Tail calls and locals

Background & Goals

Tail call optimisation

Normally, calling a function pushes another frame onto the stack, so that the amount of stack space used grows with each nested function call. However, OCaml supports "tail call optimisation" (TCO), where functions pop their own stack frame before performing a "tail call", allowing e.g. the following recursive function to run in constant space:

let rec iter n =
  Printf.printf "%d\n" n;
  if n > 0 then iter (n - 1)
;;

TCO is not just applied to let rec definitions: TCO applies to any call that appears "in tail position" (that is, as the last thing a function does before returning). For instance, the following loop also runs in constant space:

let maybe_call n f = if n > 0 then f n

let rec iter2 n =
  Printf.printf "%d\n" n;
  maybe_call n (fun n -> iter2 (n - 1))
;;

To make this run in constant space, OCaml needs to apply TCO to three different calls:

in maybe_call, the call f n
in iter2, the call to maybe_call
in the closure inside iter2, the call to iter2 (n - 1)

Importantly, getting this loop to run in constant space requires TCO even on nonrecursive functions like maybe_call.

Locals and stack allocation

Locals allow many values to be allocated on the stack, which is cheaper than standard GC allocation. However, this interacts poorly with tail calls optimisation: if we want to guarantee that a tail-recursive loop runs in constant space, then we need to know that each iteration of the loop is not going to accumulate junk on the stack.

So, the locals typechecker forces all arguments to tail calls to be global, meaning that any allocations occur on the heap rather than on the stack.

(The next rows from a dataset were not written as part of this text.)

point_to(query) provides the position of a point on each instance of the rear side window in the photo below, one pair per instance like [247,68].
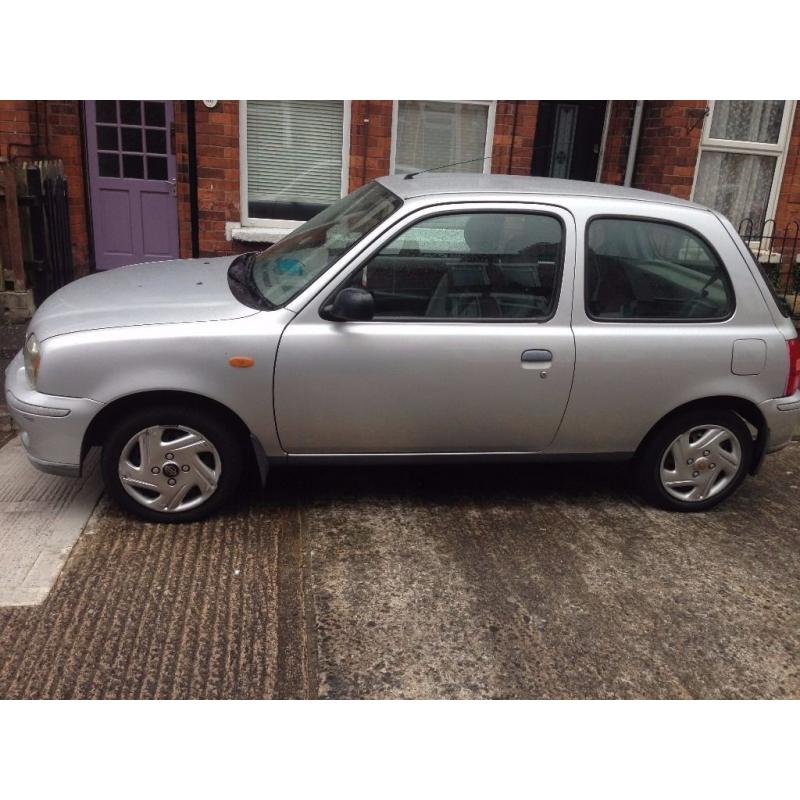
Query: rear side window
[644,270]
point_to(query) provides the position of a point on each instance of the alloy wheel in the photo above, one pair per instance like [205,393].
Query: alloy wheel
[169,468]
[700,463]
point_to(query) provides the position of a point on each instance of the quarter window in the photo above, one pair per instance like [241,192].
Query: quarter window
[468,266]
[644,270]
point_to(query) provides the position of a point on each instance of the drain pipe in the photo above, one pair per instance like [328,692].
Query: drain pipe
[634,145]
[194,214]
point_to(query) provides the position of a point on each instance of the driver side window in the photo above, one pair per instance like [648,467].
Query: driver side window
[482,265]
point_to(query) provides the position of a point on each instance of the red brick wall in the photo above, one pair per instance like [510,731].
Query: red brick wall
[668,146]
[217,176]
[514,129]
[370,140]
[52,129]
[667,151]
[788,209]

This fact prevents a vast amount of automatic stack allocation, because TCO applies to any call that happens to be the last thing that a function does. For instance:

let print_all xs = List.iter xs ~f:(fun x -> Printf.printf "%s\n" x)

The call to List.iter is in fact in tail position, so TCO applies (even though this function is not part of any recursive loop). This forces each argument to be global, meaning that despite the local annotation on the signature of List.iter, the closure is unnecessarily allocated on the heap.

Distinguishing tail recursion from normal calls

So, the central problem is to spot the difference between functions like iter, which are tail-recursive and need TCO applied (with the strict locals checking that implies), and functions like print_all, which happen to end in a call but need not have TCO and would prefer more relaxed locals checking.

The problem is complicated by functions like maybe_call / iter2, which need TCO to run in constant space but include definitions like maybe_call that do not look like they require TCO.

In tricky cases, we'd of course prefer if the programmer told us what they want, which they can do with the [@tail] and [@nontail] annotations. However, these are newish and not very widespread, and the problem remains of making reasonable decisions in the absence of a clear annotation.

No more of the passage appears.